Guidelines in general

  • Avoid processed foods, which is harder to digest and the good nutrients are harder to be absorbed.

  • Take food that contains Vitamin C along with the meal to help with iron absorption, i.e citrus fruits, or tomato.

  • Avoid drinking caffeine-containing beverages with the meal, such as coffee, tea, or dark-colored soft drinks. Caffeine can inhibit the absorption of iron.

  • Soups and stews are easy for the stomach to digest, and iron pot can add some iron to foods.

  • Avoid eating large amounts of dairy with meals, because calcium can inhibit iron absorption. Don’t take your iron supplement and calcium supplement at the same time!

Non-Vegetarians
  • Select good quality tender meat, poultry or fish

  • Avoid deep fry cooking method and avoid overcooking

  • Avoiding eating more than 5oz at one setting

Vegetarians
  • Utilize the legumes family regularly i.e. black beans, chickpeas, kidney beans, lima beans, or lentils. Don’t forget to add tomato or tomato sauce to help you get the iron.

  • Go nuts with snacks i.e. cashew, pistachio nuts, or sunflower seeds.

  • Choose whole grains or wheat bread, they are not only healthier, but they also contain more natural iron too.

  • Add some dried fruits to your cereals, salads, or snack mix

  • The general rules above are emphasized for vegetarians.

Iron deficiency takes up to 3 to 6 months to improve depending on its severity and cause(s). If the iron deficiency symptoms did not improve after following the above rules, the next step should be adding Chinese medicinal herbs into your daily meals, and make sure you consult with an herbalist; not all blood deficiencies are the same. Chinese herbal medicine has over 5,000 years of history and they all came from natural sources. Again, the natural source is easier for the body to assimilate.
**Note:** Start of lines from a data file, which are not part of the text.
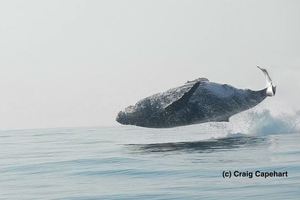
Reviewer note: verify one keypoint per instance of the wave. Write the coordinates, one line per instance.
(263, 122)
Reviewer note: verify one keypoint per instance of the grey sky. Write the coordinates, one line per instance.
(77, 63)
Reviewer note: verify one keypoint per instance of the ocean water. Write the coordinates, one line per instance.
(127, 162)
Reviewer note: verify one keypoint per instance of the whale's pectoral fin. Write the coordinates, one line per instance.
(176, 105)
(271, 89)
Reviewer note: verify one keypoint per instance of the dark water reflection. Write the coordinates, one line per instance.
(206, 146)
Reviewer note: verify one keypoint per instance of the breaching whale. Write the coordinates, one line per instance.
(196, 101)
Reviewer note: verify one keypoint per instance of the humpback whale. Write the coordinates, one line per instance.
(196, 101)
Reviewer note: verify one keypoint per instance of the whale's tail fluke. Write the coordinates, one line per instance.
(271, 89)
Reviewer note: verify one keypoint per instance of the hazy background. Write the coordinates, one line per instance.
(77, 63)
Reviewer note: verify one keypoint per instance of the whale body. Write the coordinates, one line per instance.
(196, 101)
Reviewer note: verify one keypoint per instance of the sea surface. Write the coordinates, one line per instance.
(127, 162)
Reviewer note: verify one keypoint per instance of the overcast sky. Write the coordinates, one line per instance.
(75, 63)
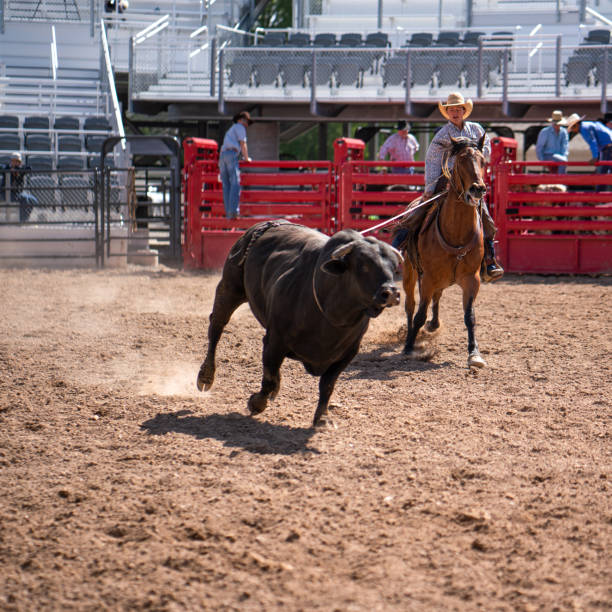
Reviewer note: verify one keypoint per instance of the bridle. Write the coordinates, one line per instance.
(453, 178)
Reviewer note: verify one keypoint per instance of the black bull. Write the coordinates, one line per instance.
(313, 294)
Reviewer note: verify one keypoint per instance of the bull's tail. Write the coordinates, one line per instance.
(240, 250)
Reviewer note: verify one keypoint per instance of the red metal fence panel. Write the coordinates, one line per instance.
(366, 196)
(553, 223)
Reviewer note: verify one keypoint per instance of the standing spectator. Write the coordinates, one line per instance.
(400, 146)
(16, 173)
(553, 142)
(597, 136)
(234, 144)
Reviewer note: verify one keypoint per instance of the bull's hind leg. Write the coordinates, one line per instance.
(273, 356)
(229, 295)
(327, 382)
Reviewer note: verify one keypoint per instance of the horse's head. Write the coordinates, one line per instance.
(467, 178)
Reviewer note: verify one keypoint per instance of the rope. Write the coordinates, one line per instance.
(402, 214)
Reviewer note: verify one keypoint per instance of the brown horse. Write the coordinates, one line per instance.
(450, 247)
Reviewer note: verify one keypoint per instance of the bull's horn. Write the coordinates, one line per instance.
(343, 250)
(398, 253)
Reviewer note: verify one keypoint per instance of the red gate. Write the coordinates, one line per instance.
(298, 191)
(557, 232)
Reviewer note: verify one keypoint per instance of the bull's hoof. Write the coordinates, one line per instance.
(257, 403)
(325, 422)
(475, 360)
(206, 376)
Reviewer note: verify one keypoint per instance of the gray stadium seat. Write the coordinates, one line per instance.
(299, 39)
(40, 162)
(577, 70)
(9, 121)
(44, 188)
(68, 162)
(66, 123)
(324, 39)
(394, 71)
(31, 124)
(68, 142)
(37, 142)
(9, 142)
(265, 71)
(96, 123)
(449, 71)
(239, 72)
(420, 39)
(94, 143)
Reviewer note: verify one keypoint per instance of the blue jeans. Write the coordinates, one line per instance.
(230, 177)
(26, 203)
(604, 155)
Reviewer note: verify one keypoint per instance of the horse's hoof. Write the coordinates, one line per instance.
(257, 403)
(476, 361)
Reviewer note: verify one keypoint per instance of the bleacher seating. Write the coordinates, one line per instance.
(36, 124)
(68, 162)
(37, 142)
(66, 123)
(40, 162)
(67, 142)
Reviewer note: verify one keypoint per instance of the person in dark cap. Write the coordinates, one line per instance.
(400, 146)
(234, 145)
(15, 171)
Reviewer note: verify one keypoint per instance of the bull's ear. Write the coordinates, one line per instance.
(334, 266)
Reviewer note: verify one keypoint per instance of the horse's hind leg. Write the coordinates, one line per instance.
(409, 282)
(470, 291)
(434, 323)
(228, 296)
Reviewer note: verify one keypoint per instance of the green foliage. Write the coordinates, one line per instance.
(276, 14)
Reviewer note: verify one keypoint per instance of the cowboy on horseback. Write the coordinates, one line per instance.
(456, 110)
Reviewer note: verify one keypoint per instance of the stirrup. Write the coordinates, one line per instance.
(492, 272)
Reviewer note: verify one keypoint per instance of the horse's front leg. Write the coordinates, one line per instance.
(471, 286)
(425, 293)
(434, 323)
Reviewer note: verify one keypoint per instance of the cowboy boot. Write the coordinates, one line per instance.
(490, 268)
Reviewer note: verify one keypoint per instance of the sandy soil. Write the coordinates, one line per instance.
(123, 488)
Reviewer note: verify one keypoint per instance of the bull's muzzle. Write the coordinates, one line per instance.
(387, 295)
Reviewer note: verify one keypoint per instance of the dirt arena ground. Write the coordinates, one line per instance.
(123, 488)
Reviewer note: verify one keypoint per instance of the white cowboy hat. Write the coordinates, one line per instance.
(456, 99)
(558, 118)
(573, 119)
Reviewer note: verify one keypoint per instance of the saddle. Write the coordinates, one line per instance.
(417, 221)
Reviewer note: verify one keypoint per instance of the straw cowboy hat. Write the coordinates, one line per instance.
(558, 118)
(456, 99)
(573, 119)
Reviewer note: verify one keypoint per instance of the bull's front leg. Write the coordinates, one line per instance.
(273, 356)
(327, 383)
(225, 304)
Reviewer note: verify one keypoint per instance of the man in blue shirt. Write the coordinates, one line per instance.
(234, 145)
(553, 142)
(597, 136)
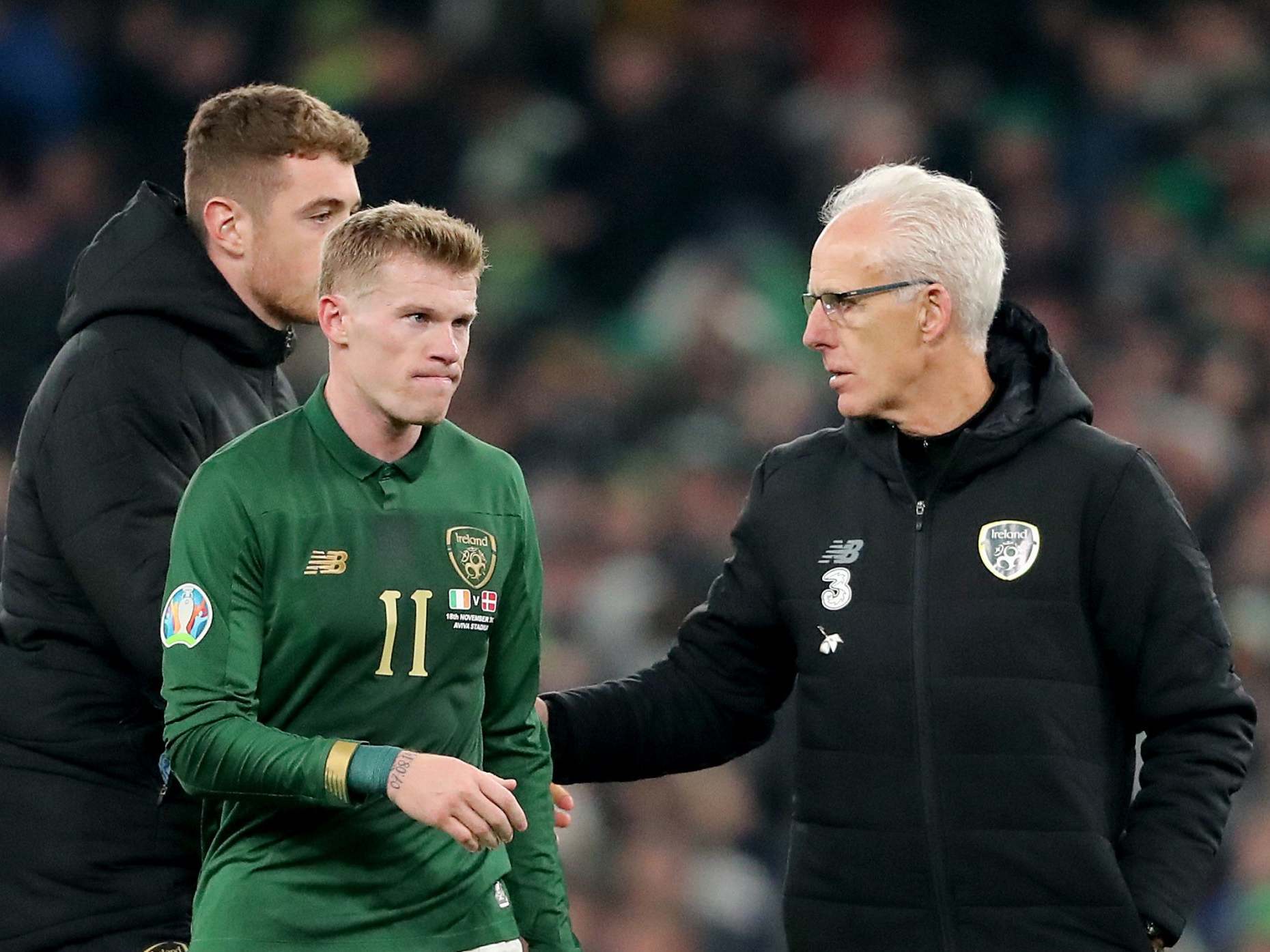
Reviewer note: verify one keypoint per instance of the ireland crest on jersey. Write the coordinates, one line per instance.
(472, 553)
(1008, 547)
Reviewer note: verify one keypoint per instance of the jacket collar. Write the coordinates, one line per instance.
(360, 463)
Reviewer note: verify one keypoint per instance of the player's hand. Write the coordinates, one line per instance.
(475, 807)
(563, 800)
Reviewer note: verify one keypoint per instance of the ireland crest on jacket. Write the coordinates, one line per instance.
(1008, 547)
(472, 553)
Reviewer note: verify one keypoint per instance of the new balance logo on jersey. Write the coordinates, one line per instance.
(326, 562)
(843, 551)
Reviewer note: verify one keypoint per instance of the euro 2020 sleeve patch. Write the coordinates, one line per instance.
(187, 616)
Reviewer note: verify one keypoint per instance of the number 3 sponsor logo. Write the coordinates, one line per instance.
(838, 594)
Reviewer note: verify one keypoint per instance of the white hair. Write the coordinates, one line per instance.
(944, 229)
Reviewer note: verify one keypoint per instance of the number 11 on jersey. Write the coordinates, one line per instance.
(390, 599)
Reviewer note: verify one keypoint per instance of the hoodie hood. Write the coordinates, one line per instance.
(1038, 392)
(146, 261)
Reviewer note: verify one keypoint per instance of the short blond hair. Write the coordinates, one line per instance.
(354, 250)
(236, 137)
(943, 230)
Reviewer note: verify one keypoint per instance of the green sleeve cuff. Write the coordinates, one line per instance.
(370, 768)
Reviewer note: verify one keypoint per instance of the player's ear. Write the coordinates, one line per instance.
(936, 315)
(227, 227)
(332, 317)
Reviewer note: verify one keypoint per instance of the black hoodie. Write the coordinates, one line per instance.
(972, 669)
(162, 364)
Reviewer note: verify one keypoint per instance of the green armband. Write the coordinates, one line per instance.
(370, 768)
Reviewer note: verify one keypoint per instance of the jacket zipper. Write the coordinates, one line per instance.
(925, 744)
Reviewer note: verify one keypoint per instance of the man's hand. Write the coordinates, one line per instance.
(563, 800)
(472, 807)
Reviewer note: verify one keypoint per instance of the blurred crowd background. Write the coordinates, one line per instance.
(648, 174)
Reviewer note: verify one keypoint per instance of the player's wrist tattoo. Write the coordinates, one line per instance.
(399, 770)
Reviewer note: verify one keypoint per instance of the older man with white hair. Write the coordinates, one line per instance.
(979, 599)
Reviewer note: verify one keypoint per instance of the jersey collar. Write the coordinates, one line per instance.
(351, 456)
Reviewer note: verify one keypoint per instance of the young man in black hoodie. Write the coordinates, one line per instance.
(177, 320)
(979, 598)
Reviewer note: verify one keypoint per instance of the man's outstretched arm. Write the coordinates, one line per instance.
(710, 699)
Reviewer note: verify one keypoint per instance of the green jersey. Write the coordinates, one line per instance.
(322, 597)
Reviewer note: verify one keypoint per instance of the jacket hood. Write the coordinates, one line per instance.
(1036, 392)
(145, 261)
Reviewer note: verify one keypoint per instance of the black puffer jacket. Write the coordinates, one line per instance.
(970, 671)
(163, 364)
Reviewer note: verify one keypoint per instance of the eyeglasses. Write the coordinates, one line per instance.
(834, 301)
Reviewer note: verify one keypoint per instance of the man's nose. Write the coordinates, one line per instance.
(446, 345)
(818, 332)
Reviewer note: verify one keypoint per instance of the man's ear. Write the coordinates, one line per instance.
(333, 317)
(227, 227)
(936, 315)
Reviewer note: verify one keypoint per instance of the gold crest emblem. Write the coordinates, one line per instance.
(472, 553)
(1008, 549)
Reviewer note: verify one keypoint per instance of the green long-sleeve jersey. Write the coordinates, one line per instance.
(320, 597)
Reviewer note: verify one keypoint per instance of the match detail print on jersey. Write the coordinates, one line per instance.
(1008, 547)
(187, 616)
(472, 553)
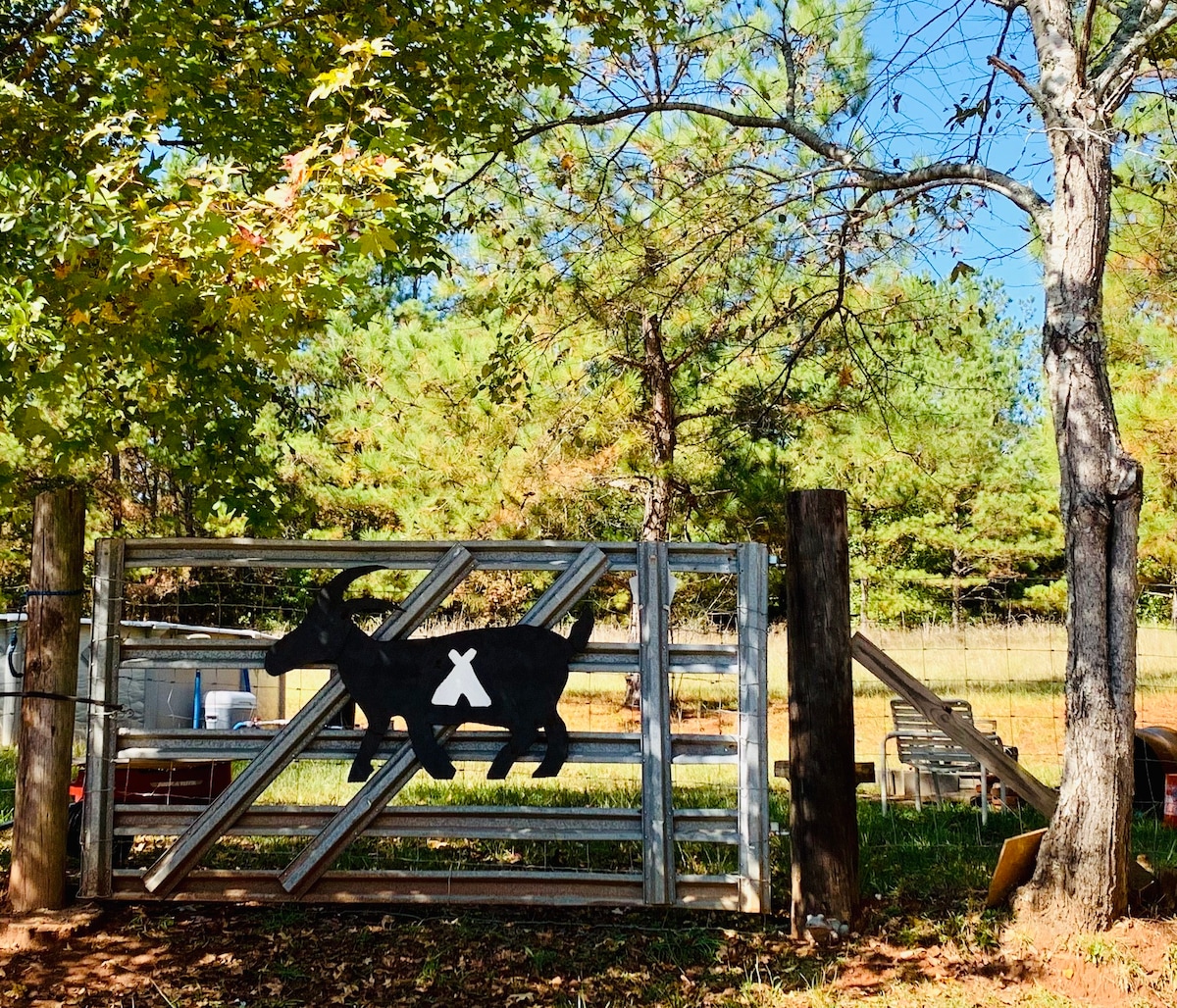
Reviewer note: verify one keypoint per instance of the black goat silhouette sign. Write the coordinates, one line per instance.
(504, 677)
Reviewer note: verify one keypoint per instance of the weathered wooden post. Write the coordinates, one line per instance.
(823, 817)
(47, 721)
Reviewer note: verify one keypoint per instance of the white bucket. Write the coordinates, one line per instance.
(227, 708)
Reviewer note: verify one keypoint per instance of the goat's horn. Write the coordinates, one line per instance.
(331, 594)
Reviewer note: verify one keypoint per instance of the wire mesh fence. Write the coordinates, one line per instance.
(1011, 671)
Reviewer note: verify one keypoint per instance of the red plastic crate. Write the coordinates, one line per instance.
(164, 781)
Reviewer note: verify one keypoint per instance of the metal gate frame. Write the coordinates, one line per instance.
(657, 824)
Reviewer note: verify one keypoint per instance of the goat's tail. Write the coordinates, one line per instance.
(578, 637)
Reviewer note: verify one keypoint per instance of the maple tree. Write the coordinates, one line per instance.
(186, 187)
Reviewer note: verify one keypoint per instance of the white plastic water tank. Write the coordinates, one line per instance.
(228, 708)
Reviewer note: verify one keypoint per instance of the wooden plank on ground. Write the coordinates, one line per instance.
(1015, 866)
(181, 856)
(988, 753)
(313, 860)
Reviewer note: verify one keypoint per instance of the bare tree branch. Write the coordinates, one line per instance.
(1115, 76)
(862, 175)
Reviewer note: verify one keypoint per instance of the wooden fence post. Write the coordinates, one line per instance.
(46, 727)
(823, 815)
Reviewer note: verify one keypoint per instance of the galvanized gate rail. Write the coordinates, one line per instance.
(657, 824)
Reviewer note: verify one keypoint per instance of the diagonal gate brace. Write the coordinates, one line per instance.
(175, 864)
(394, 773)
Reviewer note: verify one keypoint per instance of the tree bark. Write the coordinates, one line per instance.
(46, 727)
(658, 377)
(1082, 872)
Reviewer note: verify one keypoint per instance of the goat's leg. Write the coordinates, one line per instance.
(429, 753)
(517, 744)
(556, 734)
(362, 766)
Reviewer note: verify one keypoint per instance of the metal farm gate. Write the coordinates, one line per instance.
(658, 826)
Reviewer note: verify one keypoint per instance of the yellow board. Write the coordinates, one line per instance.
(1015, 865)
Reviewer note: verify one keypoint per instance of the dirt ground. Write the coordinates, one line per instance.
(164, 955)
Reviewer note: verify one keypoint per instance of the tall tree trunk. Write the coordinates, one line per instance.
(657, 375)
(1082, 873)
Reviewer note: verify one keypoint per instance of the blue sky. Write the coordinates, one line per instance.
(930, 59)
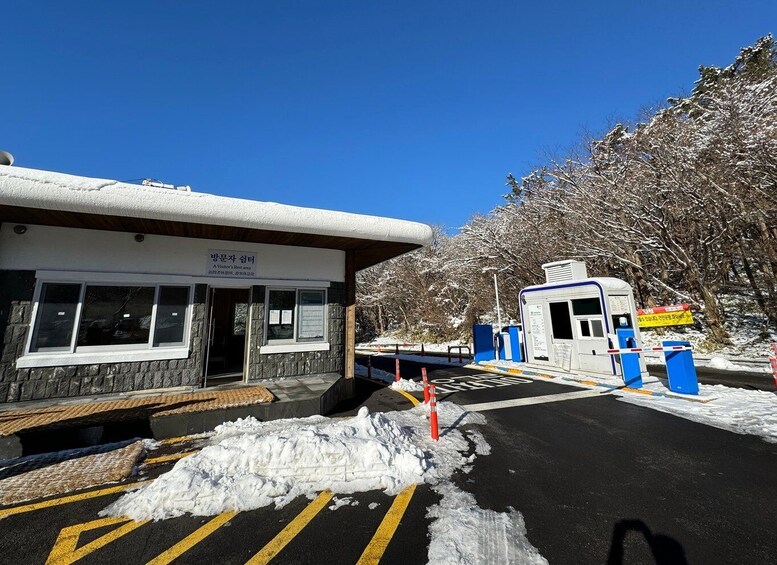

Four-Substance Decoction (Si Wu Tang) is the most basic and the simplest Chinese classic herbal formula for blood deficiency. This formula has only four ingredients, namely: Rehmanniae Glutinosae Conquitae, Paeoniae Lactiflorae, Angelicae Sinensis, and Ligustici Chuanxiong, and has nearly one thousand years of clinical application. In addition, Rehmanniae and Angelicae Sinensis are rich in iron. This formula helps to nourish the blood, and promotes better blood circulation, and enables the body to function more efficiently. Many iron-deficient people have a sluggish digestion system. Some herbs, such as Fructus Amomi, Rhizoma Atractylodis Macrocephalae, good old ginger, or Pericarpium Citri Reticulate, which have been proven to promote better flow of digestive functions can be used to correct this condition. Others can have a weak digestive system that will require energy-boosting herbs like Astragalus Membranacei, Ginseng, Jujube, or Licorice. There are also many other classic formulae for improving digestion, boosting energy, and nourishing blood.

In addition to iron-rich foods and herbs, regular daily exercises or activities are also very important. Activities like walking, swimming, yoga, or Taiji/Qigong help the better circulation of energy and blood, which in turn can improve metabolism, strengthen the gastrointestinal system and lead to better digestion and absorption of iron.